2.1.4. Immunocytochemistry
The silanized slides (Starfrost, Knittel Glass, Braunschweig, Germany) containing the fixed HaCat, H-DISP, and H-SCC cells in 95% alcohol underwent decreasing concentrations of alcohol baths for hydration. Antigen retrieval was performed by immersion in ethylenediaminetetraacetic acid (EDTA) solution (1 mM, pH 8.0) and incubated for 40 min in a water bath at 97 °C. Endogenous peroxidase blocking was performed with three baths of 20% hydrogen peroxide (Merck, Rio de Janeiro, RJ, Brazil) and methanol (Merck, Rio de Janeiro, RJ, Brazil) in a 1:1 ratio, with each bath lasting 10 min. Bovine serum albumin (BSA) (Sigma-Aldrich, St. Louis, MO, USA) was then used for blocking at a concentration of 0.1 g for 1 h. Ki-67 antibody incubation (Novus Biologicals, Centennial, CO, USA) was performed at a concentration of 1:1000 overnight. Signal amplification was performed with horseradish peroxidase (HRP) (Dako Cytomation, Glostrup, Denmark) for 30 min, staining was performed with diaminobenzidine (DAB) (Dako Cytomation, Glostrup, Denmark) for 3 min, and counterstaining with Harris’ hematoxylin was performed for 1 min. The slides were dehydrated with increasing concentrations of alcohol, and finally treated with two xylene baths before being mounted in a permanent medium. OSCC and fibrous hyperplasia cases were used as positive and negative controls in all reactions for Ki-67 [9,14,15].
2.2. In Vivo Study
2.2.1. Ethical Considerations
The handling of mice was conducted in accordance with the Ethical Principles for Animal Experimentation adopted by the National Council for the Control of Animal Experimentation (CONCEA) (ARRIVE Checklist), and approved by the Research Ethics Committee of the Institute of Science and Technology of São Paulo State University under protocol number 02/2021.
2.2.2. Sample
Forty-five female C57BL/6J mice aged 4–6 weeks, weighing approximately 16–18 g, were used. The animals were obtained from the Animal Core Facility of UNESP. They had ad libitum access to water and feed. The environment was carefully monitored to maintain a temperature of around 20 °C and a humidity of 55%.
2.2.3. Group Division
After 30 days of acclimatization to the environment, with daily cycles alternating between 12 h of light and 12 h of darkness, the experiments were initiated. The animals were divided into two test groups: the NQ group, composed of 20 animals that received 4NQO at a concentration of 50 µg/mL in their drinking water, and the CM group, composed of 20 animals that received 4NQO at a concentration of 100 µg/mL in their drinking water. The test groups were evaluated in four periods: 8, 12, 16, and 20 weeks (Figure 1), thus, 5 animals from each group were euthanized in these different time periods. The pure control group (PC) was composed of 5 animals that were euthanized in the eighth week, adapted from Dutra et al. (2024) [11].

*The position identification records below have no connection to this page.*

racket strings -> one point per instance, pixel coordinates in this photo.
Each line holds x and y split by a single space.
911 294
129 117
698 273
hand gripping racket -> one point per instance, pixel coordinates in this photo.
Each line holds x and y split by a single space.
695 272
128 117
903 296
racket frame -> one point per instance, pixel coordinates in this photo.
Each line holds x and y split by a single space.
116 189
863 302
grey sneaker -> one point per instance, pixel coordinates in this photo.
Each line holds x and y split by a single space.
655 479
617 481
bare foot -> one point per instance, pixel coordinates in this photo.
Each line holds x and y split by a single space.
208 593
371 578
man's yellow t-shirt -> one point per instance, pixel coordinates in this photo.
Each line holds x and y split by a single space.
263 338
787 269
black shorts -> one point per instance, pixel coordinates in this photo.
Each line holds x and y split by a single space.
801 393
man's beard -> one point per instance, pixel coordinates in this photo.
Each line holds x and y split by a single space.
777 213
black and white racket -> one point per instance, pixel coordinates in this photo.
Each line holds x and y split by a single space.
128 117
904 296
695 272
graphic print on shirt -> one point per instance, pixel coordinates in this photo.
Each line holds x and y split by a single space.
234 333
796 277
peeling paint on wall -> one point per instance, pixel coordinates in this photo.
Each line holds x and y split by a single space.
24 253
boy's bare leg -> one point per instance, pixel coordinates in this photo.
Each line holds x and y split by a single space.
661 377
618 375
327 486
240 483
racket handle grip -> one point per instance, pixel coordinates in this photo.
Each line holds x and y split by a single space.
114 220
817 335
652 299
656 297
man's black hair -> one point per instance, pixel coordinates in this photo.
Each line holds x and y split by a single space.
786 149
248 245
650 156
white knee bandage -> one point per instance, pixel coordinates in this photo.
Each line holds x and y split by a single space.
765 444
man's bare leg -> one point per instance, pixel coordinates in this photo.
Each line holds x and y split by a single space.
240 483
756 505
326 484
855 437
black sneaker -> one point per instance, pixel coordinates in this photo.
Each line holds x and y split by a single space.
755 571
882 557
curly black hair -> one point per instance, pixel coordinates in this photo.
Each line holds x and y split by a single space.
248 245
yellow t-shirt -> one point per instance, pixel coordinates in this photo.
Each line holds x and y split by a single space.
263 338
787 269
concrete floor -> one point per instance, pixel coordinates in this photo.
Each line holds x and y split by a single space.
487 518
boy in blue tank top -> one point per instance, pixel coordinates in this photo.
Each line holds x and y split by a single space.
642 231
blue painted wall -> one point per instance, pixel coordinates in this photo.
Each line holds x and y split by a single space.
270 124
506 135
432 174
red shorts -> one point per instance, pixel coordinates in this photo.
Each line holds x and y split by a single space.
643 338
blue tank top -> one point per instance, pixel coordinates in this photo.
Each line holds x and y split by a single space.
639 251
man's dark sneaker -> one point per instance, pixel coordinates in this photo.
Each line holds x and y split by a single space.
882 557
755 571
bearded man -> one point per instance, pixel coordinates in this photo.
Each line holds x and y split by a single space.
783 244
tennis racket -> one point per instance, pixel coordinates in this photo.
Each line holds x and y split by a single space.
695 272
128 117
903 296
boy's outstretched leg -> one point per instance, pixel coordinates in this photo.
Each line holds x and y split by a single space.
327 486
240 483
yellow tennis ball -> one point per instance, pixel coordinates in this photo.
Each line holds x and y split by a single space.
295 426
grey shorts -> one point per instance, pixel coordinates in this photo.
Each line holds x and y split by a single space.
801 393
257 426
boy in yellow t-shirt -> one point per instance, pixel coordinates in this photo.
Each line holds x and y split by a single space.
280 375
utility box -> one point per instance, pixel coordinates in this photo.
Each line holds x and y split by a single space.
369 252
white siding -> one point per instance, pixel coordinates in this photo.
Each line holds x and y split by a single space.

2.2.4. Induction of OL and OSCC
The induction of OL and OSCC was performed by exposing the animals to 4NQO (Sigma-Aldrich, St. Louis, MO, USA), which was diluted in propylene glycol at a concentration of 4 mg/mL (stock solution). The stock solution was diluted in autoclaved water to reach final concentrations of 50 µg/mL and 100 µg/mL, being prepared exclusively during reservoir changes performed twice a week. The 4NQO-containing water was protected from light [11,16].
2.2.5. Sample Collection, Macroscopic Analysis, and Preparation
After 8, 12, 16, and 20 weeks of exposure to 4NQO, the animals were euthanized (Figure 1), in a total of 5 animals in different time periods. The tongues were collected and macroscopically analyzed for clinical changes. They were then longitudinally hemisectioned into two parts and fixed in 4% formaldehyde (Sigma-Aldrich, St. Louis, MO, USA). The obtained samples were processed, embedded in paraffin, subjected to routine histological techniques, stained with H&E, and then analyzed under conventional light microscopy.
2.2.6. Histological Analysis
The obtained slides were evaluated by two independent researchers (M.J.D. and B.d.S.N.S.), and a third researcher (E.K.) was consulted in cases of discrepancy. Tissue changes were classified according to the World Health Organization (WHO) classification into mild dysplasia, severe dysplasia, and OSCC [6].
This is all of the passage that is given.